Ongoing Trials/Recent Publications
DCD Cardiac Transplantation
The Proceed II was the first clinical trial (2015) to demonstrate that heart transplantation outcomes using DCD donor hearts (procured utilizing the OCS) were noninferior to outcomes in DBD transplantation.10 Additionally, three large multi-center registries in the United States, Australia, and the United Kingdom have reaffirmed similar short- and medium-term outcomes after DCD donation compared to those with DBD donation.12,13,19
Xenotransplantation
In 2022, the first case report ‘Modified Porcine-to-Human Cardiac Xenotransplantation’ detailing the utilization of a genetically modified porcine xenograft was published in the New England Journal of Medicine by Griffith et al.20
Expert Commentary
The field of heart transplantation continues to evolve. Improvements have been made in each step of the transplantation process. Barriers within the field of transplantation include allograft tolerance and a perennial shortage of donor organs. Developments in the use of DCD hearts, the possibilities of xenotransplantation, and new iterations of total artificial hearts show promise in the concept of cardiac replacement therapies to mitigate these challenges.
Sources
- Peled, Yael, et al. “International Society for Heart and Lung Transplantation Guidelines for the Evaluation and Care of Cardiac Transplant Candidates—2024.” The Journal of Heart and Lung Transplantation 43.10 (2024): 1529-1628.
- Baumwol, Jay. “”I Need Help”-A mnemonic to aid timely referral in advanced heart failure.” The Journal of heart and lung transplantation : the official publication of the International Society for Heart Transplantation vol. 36,5 (2017): 593-594. doi:10.1016/j.healun.2017.02.010
- Heidenreich, Paul A., et al. “2022 AHA/ACC/HFSA guideline for the management of heart failure: a report of the American College of Cardiology/American Heart Association Joint Committee on Clinical Practice Guidelines.” Journal of the American College of Cardiology 79.17 (2022): e263-e421.

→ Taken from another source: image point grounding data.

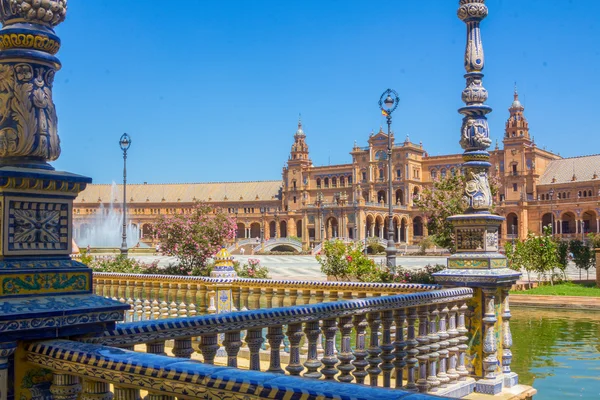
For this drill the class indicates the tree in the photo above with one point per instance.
(583, 256)
(442, 200)
(438, 202)
(195, 236)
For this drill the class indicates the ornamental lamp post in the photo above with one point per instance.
(388, 102)
(124, 143)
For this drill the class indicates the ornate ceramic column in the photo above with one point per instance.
(477, 263)
(36, 271)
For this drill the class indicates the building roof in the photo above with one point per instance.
(183, 192)
(562, 171)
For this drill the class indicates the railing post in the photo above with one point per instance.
(360, 352)
(65, 387)
(434, 346)
(95, 390)
(295, 335)
(345, 355)
(329, 360)
(232, 343)
(312, 363)
(275, 337)
(387, 318)
(399, 346)
(510, 378)
(254, 340)
(423, 356)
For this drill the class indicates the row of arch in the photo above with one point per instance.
(343, 181)
(567, 222)
(567, 195)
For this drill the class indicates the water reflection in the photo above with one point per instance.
(557, 352)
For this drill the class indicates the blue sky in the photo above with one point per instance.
(211, 90)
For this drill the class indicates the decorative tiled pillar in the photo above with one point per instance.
(36, 201)
(477, 262)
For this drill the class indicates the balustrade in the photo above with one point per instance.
(417, 363)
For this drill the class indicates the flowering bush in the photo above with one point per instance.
(403, 275)
(346, 262)
(194, 237)
(251, 270)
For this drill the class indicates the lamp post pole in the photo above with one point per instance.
(387, 103)
(124, 143)
(551, 193)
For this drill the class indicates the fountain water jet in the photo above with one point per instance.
(106, 228)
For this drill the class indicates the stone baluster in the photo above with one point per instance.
(306, 294)
(329, 360)
(360, 352)
(411, 350)
(6, 352)
(319, 296)
(232, 343)
(293, 297)
(182, 307)
(183, 348)
(280, 296)
(345, 355)
(212, 305)
(138, 289)
(95, 390)
(254, 341)
(173, 311)
(122, 289)
(312, 363)
(245, 296)
(374, 320)
(138, 309)
(423, 348)
(510, 378)
(123, 393)
(65, 387)
(490, 359)
(209, 345)
(157, 347)
(443, 343)
(193, 304)
(461, 368)
(155, 310)
(235, 293)
(275, 337)
(434, 346)
(334, 295)
(269, 297)
(294, 333)
(256, 294)
(202, 304)
(99, 286)
(155, 291)
(452, 344)
(387, 318)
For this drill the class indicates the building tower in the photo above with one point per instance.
(517, 127)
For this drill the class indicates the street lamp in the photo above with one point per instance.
(387, 103)
(124, 143)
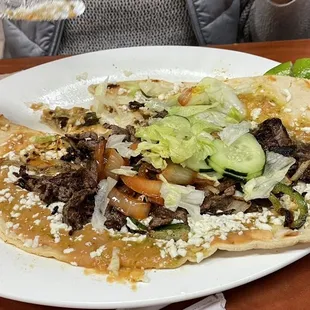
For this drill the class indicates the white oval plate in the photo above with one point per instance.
(38, 280)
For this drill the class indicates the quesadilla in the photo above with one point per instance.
(155, 174)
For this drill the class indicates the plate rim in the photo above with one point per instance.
(165, 300)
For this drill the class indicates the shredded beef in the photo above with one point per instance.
(60, 187)
(114, 219)
(222, 204)
(79, 209)
(303, 152)
(82, 147)
(147, 170)
(306, 176)
(163, 216)
(161, 114)
(129, 131)
(135, 105)
(273, 136)
(227, 184)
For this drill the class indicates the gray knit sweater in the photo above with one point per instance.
(123, 23)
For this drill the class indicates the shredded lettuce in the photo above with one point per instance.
(116, 142)
(275, 170)
(43, 139)
(188, 111)
(155, 88)
(186, 197)
(223, 94)
(172, 138)
(125, 170)
(101, 203)
(233, 132)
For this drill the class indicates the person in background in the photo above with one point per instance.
(109, 24)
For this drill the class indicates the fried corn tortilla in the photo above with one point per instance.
(38, 227)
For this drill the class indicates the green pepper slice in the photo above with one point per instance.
(301, 68)
(296, 198)
(281, 69)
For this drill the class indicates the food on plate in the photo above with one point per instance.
(301, 69)
(155, 174)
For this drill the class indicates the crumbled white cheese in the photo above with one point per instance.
(305, 129)
(146, 221)
(130, 224)
(287, 94)
(255, 113)
(50, 155)
(134, 238)
(9, 224)
(98, 252)
(37, 222)
(287, 110)
(56, 223)
(11, 178)
(68, 250)
(29, 243)
(11, 156)
(79, 238)
(35, 242)
(15, 226)
(175, 221)
(14, 214)
(254, 125)
(199, 257)
(115, 263)
(122, 91)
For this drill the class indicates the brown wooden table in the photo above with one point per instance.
(288, 288)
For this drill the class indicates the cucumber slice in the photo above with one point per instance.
(281, 69)
(198, 165)
(242, 159)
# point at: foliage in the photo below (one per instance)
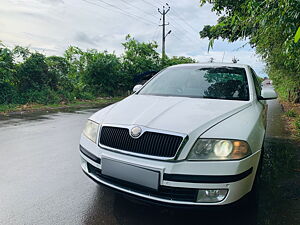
(271, 27)
(102, 73)
(138, 58)
(291, 113)
(297, 124)
(31, 77)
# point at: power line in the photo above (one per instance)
(164, 24)
(134, 6)
(181, 18)
(149, 3)
(119, 10)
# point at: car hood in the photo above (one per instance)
(176, 114)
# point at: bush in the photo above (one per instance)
(7, 93)
(291, 113)
(297, 124)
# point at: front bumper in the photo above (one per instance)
(179, 181)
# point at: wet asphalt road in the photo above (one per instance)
(41, 181)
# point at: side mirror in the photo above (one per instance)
(267, 93)
(137, 88)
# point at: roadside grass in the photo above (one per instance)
(297, 125)
(292, 117)
(31, 107)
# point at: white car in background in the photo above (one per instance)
(192, 135)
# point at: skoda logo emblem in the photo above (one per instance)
(135, 132)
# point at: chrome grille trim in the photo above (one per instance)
(145, 129)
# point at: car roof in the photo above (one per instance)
(214, 64)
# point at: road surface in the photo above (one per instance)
(41, 181)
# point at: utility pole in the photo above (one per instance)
(164, 24)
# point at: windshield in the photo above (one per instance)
(213, 82)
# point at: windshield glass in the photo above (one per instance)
(212, 82)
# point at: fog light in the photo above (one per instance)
(211, 195)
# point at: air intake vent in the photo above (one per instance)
(149, 143)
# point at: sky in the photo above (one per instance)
(50, 26)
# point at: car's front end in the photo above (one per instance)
(182, 151)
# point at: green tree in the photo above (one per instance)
(102, 73)
(138, 57)
(33, 73)
(7, 75)
(270, 26)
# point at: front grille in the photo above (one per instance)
(149, 143)
(165, 192)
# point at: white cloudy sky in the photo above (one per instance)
(52, 25)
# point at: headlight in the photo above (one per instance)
(91, 130)
(215, 149)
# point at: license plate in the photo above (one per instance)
(130, 173)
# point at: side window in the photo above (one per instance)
(256, 82)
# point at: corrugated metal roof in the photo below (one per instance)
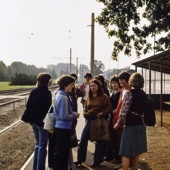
(155, 62)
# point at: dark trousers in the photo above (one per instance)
(51, 147)
(62, 146)
(82, 148)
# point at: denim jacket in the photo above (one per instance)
(63, 112)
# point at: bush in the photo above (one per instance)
(23, 79)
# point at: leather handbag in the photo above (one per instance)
(99, 130)
(49, 121)
(26, 117)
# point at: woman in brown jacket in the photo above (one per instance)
(97, 104)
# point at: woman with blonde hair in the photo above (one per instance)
(133, 141)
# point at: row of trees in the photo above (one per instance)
(8, 72)
(131, 23)
(19, 73)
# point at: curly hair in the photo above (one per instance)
(136, 80)
(99, 91)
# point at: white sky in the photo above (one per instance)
(41, 32)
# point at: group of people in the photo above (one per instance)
(124, 109)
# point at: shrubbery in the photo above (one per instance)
(23, 79)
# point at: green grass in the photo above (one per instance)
(6, 86)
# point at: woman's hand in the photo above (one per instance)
(116, 126)
(100, 114)
(77, 114)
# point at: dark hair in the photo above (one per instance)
(124, 75)
(88, 75)
(99, 91)
(136, 80)
(74, 75)
(116, 79)
(101, 79)
(43, 79)
(64, 81)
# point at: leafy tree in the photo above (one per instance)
(23, 79)
(98, 67)
(122, 19)
(3, 72)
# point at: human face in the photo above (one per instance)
(93, 88)
(69, 87)
(115, 85)
(123, 82)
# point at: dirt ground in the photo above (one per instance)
(17, 144)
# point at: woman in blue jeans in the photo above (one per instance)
(37, 106)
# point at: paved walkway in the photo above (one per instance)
(86, 165)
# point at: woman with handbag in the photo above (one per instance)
(96, 105)
(133, 141)
(38, 104)
(64, 117)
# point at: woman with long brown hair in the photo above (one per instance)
(97, 104)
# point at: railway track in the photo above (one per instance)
(16, 137)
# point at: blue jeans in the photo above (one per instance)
(40, 151)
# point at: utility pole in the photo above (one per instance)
(92, 45)
(77, 66)
(70, 59)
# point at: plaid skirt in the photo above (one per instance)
(133, 141)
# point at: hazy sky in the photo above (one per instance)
(41, 32)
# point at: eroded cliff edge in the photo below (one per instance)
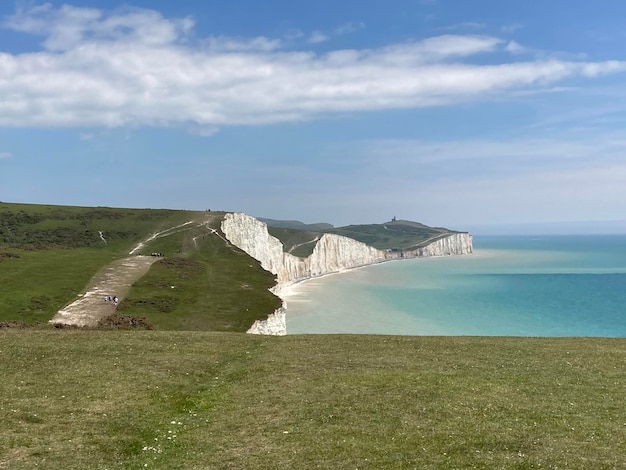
(332, 254)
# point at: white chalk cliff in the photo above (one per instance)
(332, 254)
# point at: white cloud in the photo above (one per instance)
(511, 28)
(229, 44)
(317, 36)
(348, 28)
(134, 67)
(515, 48)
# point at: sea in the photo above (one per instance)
(558, 285)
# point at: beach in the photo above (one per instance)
(510, 286)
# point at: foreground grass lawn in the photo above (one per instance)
(152, 399)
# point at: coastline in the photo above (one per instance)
(332, 254)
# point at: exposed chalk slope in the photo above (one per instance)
(332, 254)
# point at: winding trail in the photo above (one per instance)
(315, 240)
(115, 279)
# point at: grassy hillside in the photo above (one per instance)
(147, 399)
(398, 234)
(298, 238)
(48, 254)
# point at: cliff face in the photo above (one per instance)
(332, 253)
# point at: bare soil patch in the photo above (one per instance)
(113, 280)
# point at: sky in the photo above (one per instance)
(447, 112)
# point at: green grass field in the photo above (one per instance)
(178, 397)
(48, 254)
(148, 399)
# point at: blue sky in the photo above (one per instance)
(451, 113)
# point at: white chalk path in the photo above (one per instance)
(315, 240)
(114, 279)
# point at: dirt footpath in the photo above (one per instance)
(115, 280)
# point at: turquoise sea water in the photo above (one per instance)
(511, 286)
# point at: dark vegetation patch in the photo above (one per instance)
(124, 322)
(15, 324)
(161, 304)
(395, 234)
(399, 234)
(7, 255)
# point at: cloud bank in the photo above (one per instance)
(135, 67)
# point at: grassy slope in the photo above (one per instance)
(214, 287)
(400, 234)
(85, 399)
(49, 253)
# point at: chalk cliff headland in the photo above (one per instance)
(332, 254)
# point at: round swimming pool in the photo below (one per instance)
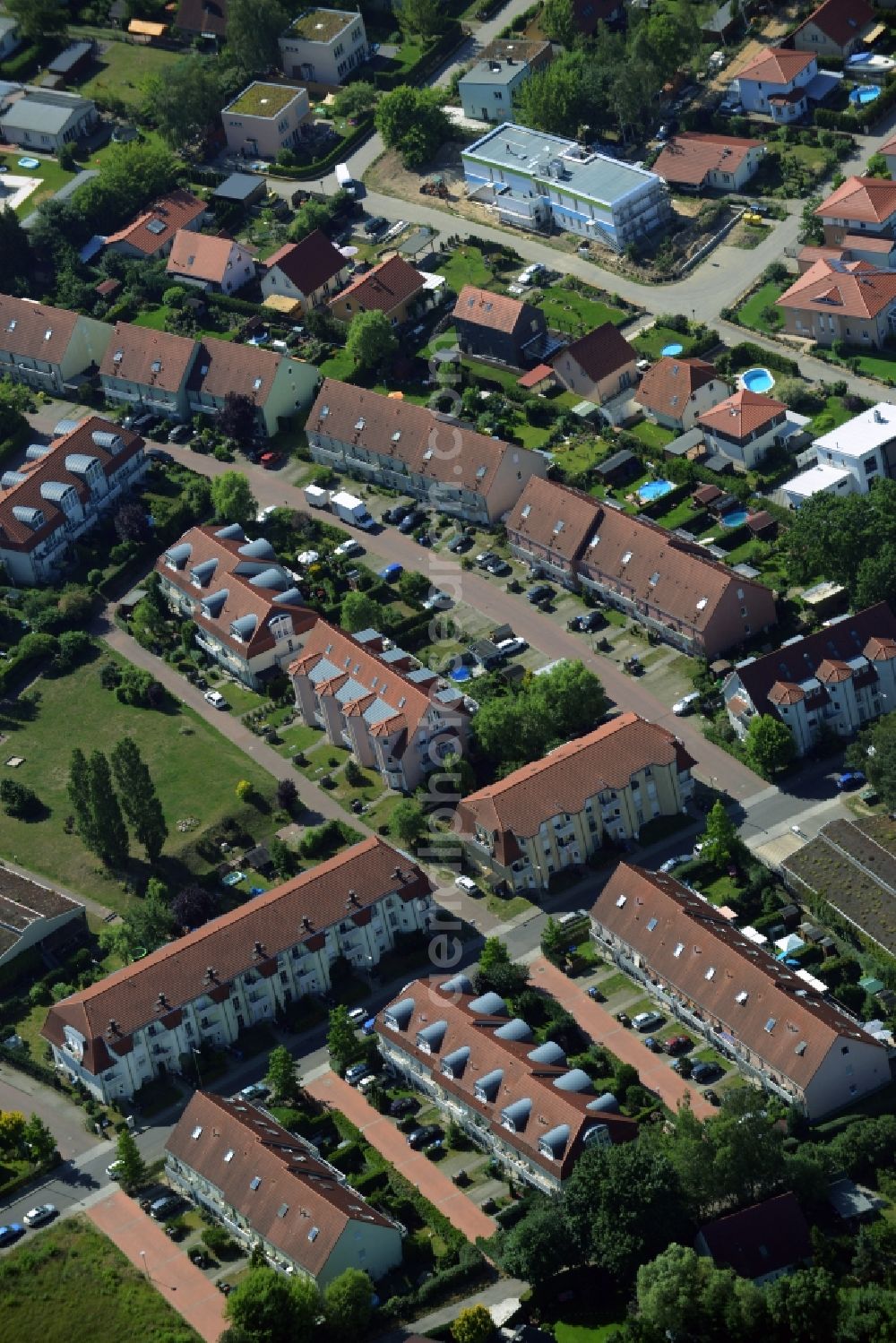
(756, 380)
(863, 96)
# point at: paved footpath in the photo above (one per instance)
(414, 1166)
(605, 1029)
(164, 1262)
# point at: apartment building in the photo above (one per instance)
(59, 493)
(247, 608)
(662, 579)
(432, 457)
(559, 812)
(519, 1101)
(535, 180)
(324, 46)
(271, 1187)
(48, 348)
(394, 715)
(144, 1020)
(676, 391)
(783, 1033)
(833, 681)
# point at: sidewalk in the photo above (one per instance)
(605, 1029)
(422, 1173)
(167, 1267)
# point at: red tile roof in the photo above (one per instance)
(296, 1192)
(866, 199)
(471, 1049)
(742, 414)
(273, 923)
(670, 383)
(759, 1240)
(35, 487)
(382, 289)
(309, 263)
(156, 228)
(847, 289)
(841, 21)
(564, 779)
(747, 990)
(482, 308)
(775, 66)
(691, 156)
(600, 352)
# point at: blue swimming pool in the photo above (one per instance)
(654, 490)
(756, 380)
(864, 96)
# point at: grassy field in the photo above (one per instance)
(70, 1281)
(194, 769)
(751, 314)
(123, 72)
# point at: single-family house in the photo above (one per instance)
(517, 1100)
(152, 231)
(48, 348)
(833, 681)
(498, 328)
(247, 610)
(273, 1189)
(392, 287)
(217, 263)
(59, 493)
(265, 118)
(487, 89)
(445, 465)
(774, 82)
(559, 812)
(308, 271)
(836, 29)
(324, 46)
(783, 1033)
(394, 715)
(745, 426)
(598, 366)
(676, 391)
(694, 160)
(761, 1243)
(247, 966)
(850, 303)
(45, 118)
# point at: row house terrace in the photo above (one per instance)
(142, 1022)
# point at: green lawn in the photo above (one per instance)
(70, 1281)
(751, 314)
(50, 174)
(123, 70)
(194, 769)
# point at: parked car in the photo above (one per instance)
(424, 1135)
(39, 1214)
(403, 1106)
(702, 1073)
(648, 1020)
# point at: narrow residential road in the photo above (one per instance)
(387, 1139)
(489, 597)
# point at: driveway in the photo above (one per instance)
(386, 1138)
(605, 1029)
(167, 1267)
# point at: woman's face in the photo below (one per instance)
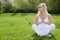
(41, 8)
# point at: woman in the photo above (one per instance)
(43, 23)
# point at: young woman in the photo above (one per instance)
(43, 23)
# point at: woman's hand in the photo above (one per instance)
(47, 23)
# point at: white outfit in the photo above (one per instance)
(43, 29)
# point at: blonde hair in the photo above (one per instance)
(45, 8)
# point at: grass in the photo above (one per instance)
(18, 27)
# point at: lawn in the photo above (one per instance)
(18, 27)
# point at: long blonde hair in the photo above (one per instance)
(45, 8)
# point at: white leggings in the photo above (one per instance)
(39, 32)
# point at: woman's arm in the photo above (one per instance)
(50, 20)
(35, 20)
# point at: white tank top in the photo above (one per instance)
(45, 20)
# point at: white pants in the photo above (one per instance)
(43, 29)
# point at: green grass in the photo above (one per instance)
(18, 27)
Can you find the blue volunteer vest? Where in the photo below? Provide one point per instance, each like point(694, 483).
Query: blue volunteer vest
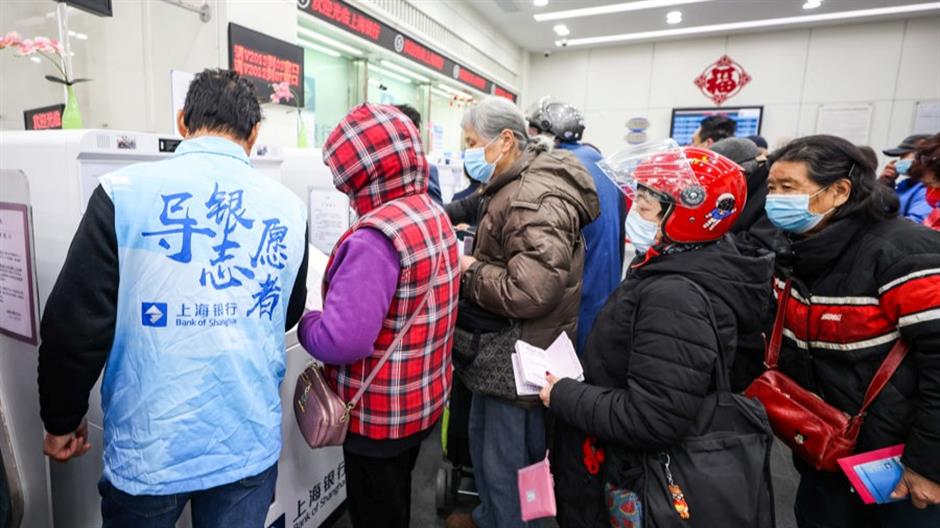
point(208, 250)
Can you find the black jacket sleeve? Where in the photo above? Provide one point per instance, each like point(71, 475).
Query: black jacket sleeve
point(298, 295)
point(671, 365)
point(914, 302)
point(77, 327)
point(464, 211)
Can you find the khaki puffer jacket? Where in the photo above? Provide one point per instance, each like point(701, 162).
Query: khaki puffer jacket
point(529, 244)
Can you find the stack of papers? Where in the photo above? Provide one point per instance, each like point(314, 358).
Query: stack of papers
point(875, 474)
point(530, 364)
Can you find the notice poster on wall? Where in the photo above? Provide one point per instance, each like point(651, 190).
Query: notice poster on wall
point(17, 305)
point(927, 118)
point(329, 218)
point(850, 122)
point(45, 118)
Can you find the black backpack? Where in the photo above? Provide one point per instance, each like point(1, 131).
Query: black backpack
point(722, 467)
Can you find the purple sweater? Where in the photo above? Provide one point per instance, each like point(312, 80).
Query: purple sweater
point(362, 282)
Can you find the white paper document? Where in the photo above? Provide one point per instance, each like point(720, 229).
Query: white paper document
point(560, 359)
point(523, 388)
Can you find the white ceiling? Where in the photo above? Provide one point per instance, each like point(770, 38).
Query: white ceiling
point(515, 17)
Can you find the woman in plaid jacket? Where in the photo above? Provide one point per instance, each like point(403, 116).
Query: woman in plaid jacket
point(377, 277)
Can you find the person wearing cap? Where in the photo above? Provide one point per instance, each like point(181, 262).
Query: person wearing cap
point(760, 142)
point(926, 168)
point(378, 279)
point(603, 238)
point(911, 193)
point(754, 231)
point(654, 353)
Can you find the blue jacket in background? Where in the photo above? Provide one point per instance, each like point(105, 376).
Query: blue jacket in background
point(913, 197)
point(604, 238)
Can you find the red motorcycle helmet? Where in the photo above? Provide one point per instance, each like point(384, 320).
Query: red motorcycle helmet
point(704, 192)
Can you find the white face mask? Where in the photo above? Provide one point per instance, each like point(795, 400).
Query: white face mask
point(641, 232)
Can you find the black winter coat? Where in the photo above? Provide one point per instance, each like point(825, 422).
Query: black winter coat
point(646, 376)
point(857, 286)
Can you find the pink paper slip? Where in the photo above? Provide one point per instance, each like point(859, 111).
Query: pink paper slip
point(536, 491)
point(875, 474)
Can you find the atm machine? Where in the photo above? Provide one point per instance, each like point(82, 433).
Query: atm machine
point(49, 176)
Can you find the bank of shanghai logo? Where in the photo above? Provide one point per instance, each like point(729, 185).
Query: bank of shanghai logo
point(153, 314)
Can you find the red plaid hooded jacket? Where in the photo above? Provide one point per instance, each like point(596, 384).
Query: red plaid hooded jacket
point(376, 158)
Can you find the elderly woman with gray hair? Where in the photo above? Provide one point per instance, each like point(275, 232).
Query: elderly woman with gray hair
point(524, 280)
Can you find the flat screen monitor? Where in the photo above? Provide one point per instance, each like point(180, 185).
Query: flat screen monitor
point(685, 121)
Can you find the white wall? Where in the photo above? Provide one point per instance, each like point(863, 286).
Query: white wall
point(890, 65)
point(129, 57)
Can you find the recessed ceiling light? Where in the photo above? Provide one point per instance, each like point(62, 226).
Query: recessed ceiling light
point(390, 75)
point(753, 24)
point(405, 71)
point(612, 8)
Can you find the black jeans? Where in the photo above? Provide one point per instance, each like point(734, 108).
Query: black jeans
point(378, 490)
point(826, 500)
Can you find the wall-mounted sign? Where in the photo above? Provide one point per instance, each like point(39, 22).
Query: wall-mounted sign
point(722, 80)
point(17, 305)
point(637, 127)
point(266, 60)
point(95, 7)
point(45, 118)
point(355, 21)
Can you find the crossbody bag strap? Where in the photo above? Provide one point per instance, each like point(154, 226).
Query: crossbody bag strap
point(884, 373)
point(772, 354)
point(401, 334)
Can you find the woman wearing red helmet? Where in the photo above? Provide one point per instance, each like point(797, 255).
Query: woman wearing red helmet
point(652, 358)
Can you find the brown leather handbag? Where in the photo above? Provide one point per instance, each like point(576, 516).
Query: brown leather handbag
point(816, 431)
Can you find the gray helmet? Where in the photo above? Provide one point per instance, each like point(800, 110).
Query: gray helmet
point(535, 115)
point(565, 122)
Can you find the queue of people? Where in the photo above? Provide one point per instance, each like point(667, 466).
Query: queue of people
point(802, 245)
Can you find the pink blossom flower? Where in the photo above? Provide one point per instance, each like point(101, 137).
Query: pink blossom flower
point(25, 47)
point(281, 92)
point(10, 39)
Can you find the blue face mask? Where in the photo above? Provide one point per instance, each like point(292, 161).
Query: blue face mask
point(790, 212)
point(903, 166)
point(641, 232)
point(474, 161)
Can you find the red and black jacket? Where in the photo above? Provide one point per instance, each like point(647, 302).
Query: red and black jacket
point(858, 286)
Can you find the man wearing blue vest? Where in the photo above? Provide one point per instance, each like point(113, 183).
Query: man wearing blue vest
point(604, 237)
point(182, 278)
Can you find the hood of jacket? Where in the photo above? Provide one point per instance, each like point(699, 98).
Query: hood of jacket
point(376, 156)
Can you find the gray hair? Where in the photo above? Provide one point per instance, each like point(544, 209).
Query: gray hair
point(492, 115)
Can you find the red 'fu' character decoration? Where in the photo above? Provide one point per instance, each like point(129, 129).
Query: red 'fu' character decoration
point(722, 79)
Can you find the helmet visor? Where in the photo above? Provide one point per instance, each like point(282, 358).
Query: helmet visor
point(659, 166)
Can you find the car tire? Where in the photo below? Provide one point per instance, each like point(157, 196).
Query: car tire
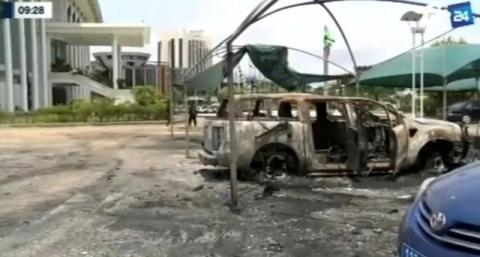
point(466, 119)
point(434, 164)
point(275, 164)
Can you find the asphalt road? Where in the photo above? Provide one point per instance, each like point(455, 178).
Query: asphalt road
point(129, 191)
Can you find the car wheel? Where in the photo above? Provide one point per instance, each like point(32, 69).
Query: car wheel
point(466, 119)
point(276, 164)
point(434, 164)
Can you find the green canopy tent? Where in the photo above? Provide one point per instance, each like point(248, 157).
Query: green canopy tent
point(442, 65)
point(457, 86)
point(271, 61)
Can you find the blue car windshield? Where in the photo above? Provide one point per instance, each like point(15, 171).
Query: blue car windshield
point(457, 106)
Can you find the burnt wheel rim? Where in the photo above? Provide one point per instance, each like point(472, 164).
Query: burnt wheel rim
point(276, 166)
point(438, 165)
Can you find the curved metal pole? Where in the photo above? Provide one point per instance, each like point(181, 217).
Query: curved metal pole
point(284, 8)
point(321, 58)
point(344, 36)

- Givertz, Michael M., et al. “Advanced heart failure therapies for adults with congenital heart disease: JACC state-of-the-art review.” Journal of the American College of Cardiology 74.18 (2019): 2295-2312.
- Costanzo, Maria Rosa, et al. “The International Society of Heart and Lung Transplantation Guidelines for the care of heart transplant recipients.” The Journal of heart and lung transplantation 29.8 (2010): 914-956.